Pharmaceuticals are found in most of the rivers and waterways around the world leading to more resistant bacteria
Now is the moment to remind ourselves that, in the last decade, scientists and engineers have dropped the cost of solar and windpower by an order of magnitude, to the point where it is some of the cheapest power on Earth. The best reason to deploy it immediately is to ward off the existential crisis that is climate change, and the second best is to stop the killing of nine million people annually who die from breathing in the particulates that fossil fuel combustion produces. But the third best reason – and perhaps the most plausible for rousing our leaders to action – is that it dramatically reduces the power of autocrats, dictators, and thugs.

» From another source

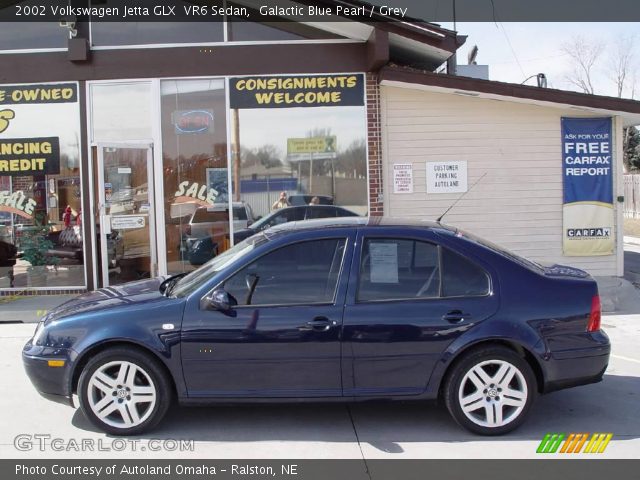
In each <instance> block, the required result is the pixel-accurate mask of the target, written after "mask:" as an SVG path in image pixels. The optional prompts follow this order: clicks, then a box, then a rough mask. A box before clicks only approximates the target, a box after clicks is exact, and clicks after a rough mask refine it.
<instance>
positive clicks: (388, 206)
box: [378, 88, 415, 212]
mask: <svg viewBox="0 0 640 480" xmlns="http://www.w3.org/2000/svg"><path fill="white" fill-rule="evenodd" d="M387 100H388V99H387V93H386V90H385V89H384V88H380V115H379V117H378V118H379V121H380V123H379V125H378V128H379V129H380V146H379V149H380V167H381V174H380V175H381V177H382V178H380V180H379V181H380V184H381V185H382V188H383V191H382V195H383V197H382V198H383V202H384V203H383V205H382V209H383V212H389V206H390V205H391V193H390V191H391V190H392V187H391V185H390V183H391V180H390V179H389V178H388V177H389V175H387V167H388V166H389V162H390V161H391V160H390V159H389V129H388V128H387ZM414 181H415V179H414ZM414 188H415V186H414Z"/></svg>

That is one area where I have some concernes.
Not that we should continue to burn things, we shouldnt when there are alternatives. I watched a video recently showing the rise in asthma, mainly in the western developed countries who have cleaned up their air considerably compared to the east where a huge amount is manufactured and uses a fair bit of dirty fuels to do so. Either they do not publish rates of asthma which I find hard to believe or they are not as badly effected. Again could this be due to a poor western diet and sterile surroundings, even the cleaning materials we use? There seems no doubt that a natural birth is better from a gut microbiome perspective instead of the west who now deliver a large number of babies “through the sun roof” meaning they lack the ability to tollerate very much of anything. When I was growing up I cant remember any child having a nut allergy etc? Now you seem to be the rare one if you dont?
By delivering babies ‘through the sunroof’ we are allowing many more women to survive and continue to reproduce who would otherwise have either died or been too damaged to bear further children. This is leading to an increase in the number of women requiring intervention during childbirth. If we ever lose medical technology then a greater proportion than ‘normal’ of women will die at first birth event because physiology has been affected.
It is no longer, in childbirth as in other areas, the fittest (in the Darwinian sense of the word) who survive, is it.